Non sempre la data di decorrenza della pensione coincide con quella di uscita dal lavoro. Il nostro ordinamento pensionistico prevede infatti delle finestre di uscita, soprattutto per le pensioni anticipate.

Andare in pensione anticipata con 42 anni e 10 mesi (uno in meno per le donne) implica dover attendere tre mesi prima di vedersi accreditare il primo assegno. Finestra che si allunga a sei mesi per i dipendenti pubblici. Nel caso di opzione donna, addirittura, la finestra d’uscita si apre dopo 12 mesi dalla domanda di pensione (18 mesi se si tratta di lavoratrici autonome).

Il licenziamento prima della pensione

Insomma, dalla data di maturazione dei requisiti per andare in pensione (e quindi della domanda all’ente) alla effettiva liquidazione della rendita passa ancora del tempo. In questo frangente tutto può succedere se il lavoratore non cessa l’attività.

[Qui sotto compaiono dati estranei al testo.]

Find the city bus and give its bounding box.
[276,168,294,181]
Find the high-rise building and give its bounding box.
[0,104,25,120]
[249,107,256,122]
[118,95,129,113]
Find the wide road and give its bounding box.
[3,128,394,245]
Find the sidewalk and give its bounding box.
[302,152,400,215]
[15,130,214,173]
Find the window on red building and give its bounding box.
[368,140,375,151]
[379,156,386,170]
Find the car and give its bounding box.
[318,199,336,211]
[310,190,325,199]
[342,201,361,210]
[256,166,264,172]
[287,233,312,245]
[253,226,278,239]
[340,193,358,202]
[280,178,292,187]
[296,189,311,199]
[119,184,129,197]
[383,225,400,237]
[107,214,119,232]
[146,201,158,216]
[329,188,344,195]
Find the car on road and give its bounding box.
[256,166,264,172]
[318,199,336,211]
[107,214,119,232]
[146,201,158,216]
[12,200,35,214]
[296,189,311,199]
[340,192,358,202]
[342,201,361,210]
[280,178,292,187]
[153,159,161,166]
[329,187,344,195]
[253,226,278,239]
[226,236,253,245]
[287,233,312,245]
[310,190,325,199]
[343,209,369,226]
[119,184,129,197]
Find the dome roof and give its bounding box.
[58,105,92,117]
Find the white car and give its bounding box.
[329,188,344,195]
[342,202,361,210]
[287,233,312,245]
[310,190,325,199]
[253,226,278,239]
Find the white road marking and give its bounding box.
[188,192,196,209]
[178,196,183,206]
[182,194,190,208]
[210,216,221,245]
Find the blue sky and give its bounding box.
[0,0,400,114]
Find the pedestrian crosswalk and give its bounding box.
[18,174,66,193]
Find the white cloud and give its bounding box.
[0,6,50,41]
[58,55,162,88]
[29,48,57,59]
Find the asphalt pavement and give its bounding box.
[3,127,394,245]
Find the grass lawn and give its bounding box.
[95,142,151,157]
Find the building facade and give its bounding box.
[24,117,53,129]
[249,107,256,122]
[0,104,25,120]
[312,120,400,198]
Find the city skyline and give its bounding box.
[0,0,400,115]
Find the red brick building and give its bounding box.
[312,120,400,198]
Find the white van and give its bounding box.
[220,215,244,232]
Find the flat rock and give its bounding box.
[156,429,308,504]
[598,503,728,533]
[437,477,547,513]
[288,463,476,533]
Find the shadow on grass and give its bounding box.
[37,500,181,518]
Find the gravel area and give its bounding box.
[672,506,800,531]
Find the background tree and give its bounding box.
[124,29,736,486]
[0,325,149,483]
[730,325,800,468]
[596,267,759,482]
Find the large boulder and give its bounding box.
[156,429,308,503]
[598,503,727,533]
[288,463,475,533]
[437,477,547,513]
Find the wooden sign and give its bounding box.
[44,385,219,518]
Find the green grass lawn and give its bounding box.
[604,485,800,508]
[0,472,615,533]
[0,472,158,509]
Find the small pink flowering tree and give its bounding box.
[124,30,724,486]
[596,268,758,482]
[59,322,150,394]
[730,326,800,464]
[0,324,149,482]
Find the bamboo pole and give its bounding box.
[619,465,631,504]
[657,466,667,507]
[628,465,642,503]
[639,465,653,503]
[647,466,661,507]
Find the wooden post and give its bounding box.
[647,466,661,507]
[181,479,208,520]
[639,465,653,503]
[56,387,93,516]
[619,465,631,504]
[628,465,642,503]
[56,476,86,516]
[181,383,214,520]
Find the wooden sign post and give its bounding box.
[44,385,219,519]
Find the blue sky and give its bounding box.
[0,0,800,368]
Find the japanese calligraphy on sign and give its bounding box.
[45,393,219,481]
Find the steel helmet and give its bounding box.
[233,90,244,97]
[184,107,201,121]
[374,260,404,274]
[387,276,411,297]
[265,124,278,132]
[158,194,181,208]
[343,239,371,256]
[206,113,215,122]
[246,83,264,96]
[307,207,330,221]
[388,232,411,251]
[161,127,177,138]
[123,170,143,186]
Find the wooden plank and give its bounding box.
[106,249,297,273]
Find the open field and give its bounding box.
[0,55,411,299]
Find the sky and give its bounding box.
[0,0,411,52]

Potrebbe così succedere che il dipendente venga licenziato dal datore di lavoro, magari perché l’azienda entra in crisi o fallisce. Così come il lavoratore autonomo ceda l’attività o smetta di svolgere la propria professione a causa di imprevisti.

In questi casi cosa succede? Ebbene, una volta acquisito il diritto alla pensione e presentata domanda all’ente di previdenza che la accoglie, bisogna solo aspettare la decorrenza. Le finestre d’uscita non possono essere anticipate, né posticipate a causa di un evento imprevisto.

Il diritto non si perde

Il diritto alla pensione non si perde, ma capita a volte che si rimanga impantanati in una sorta di limbo dove si resta senza stipendio né pensione. Se il lavoratore è un dipendente di azienda privata avrà però diritto agli ammortizzatori sociali (cassa integrazione, Naspi).

Ma se si tratta di un lavoratore autonomo o libero professionista, non ci sono ammortizzatori pubblici che tengano. A meno che il lavoratore non abbia una assicurazione privata che lo tuteli in caso di imprevisti.

Il problema vero e proprio, però, nasce quando la pensione è ancora lontana dal licenziamento. Cioè mancano anni alla maturazione del requisito anagrafico e contributivo e il datore di lavoro, magari, è entrato in crisi aziendale.

In questi casi ci sono gli ammortizzatori sociali, cioè la Cig, mobilità e Naspi. Tutti strumenti che però hanno una durata limitata nel tempo e non sempre sono in grado di colmare il vuoto che si crea fra licenziamento e domanda di pensione.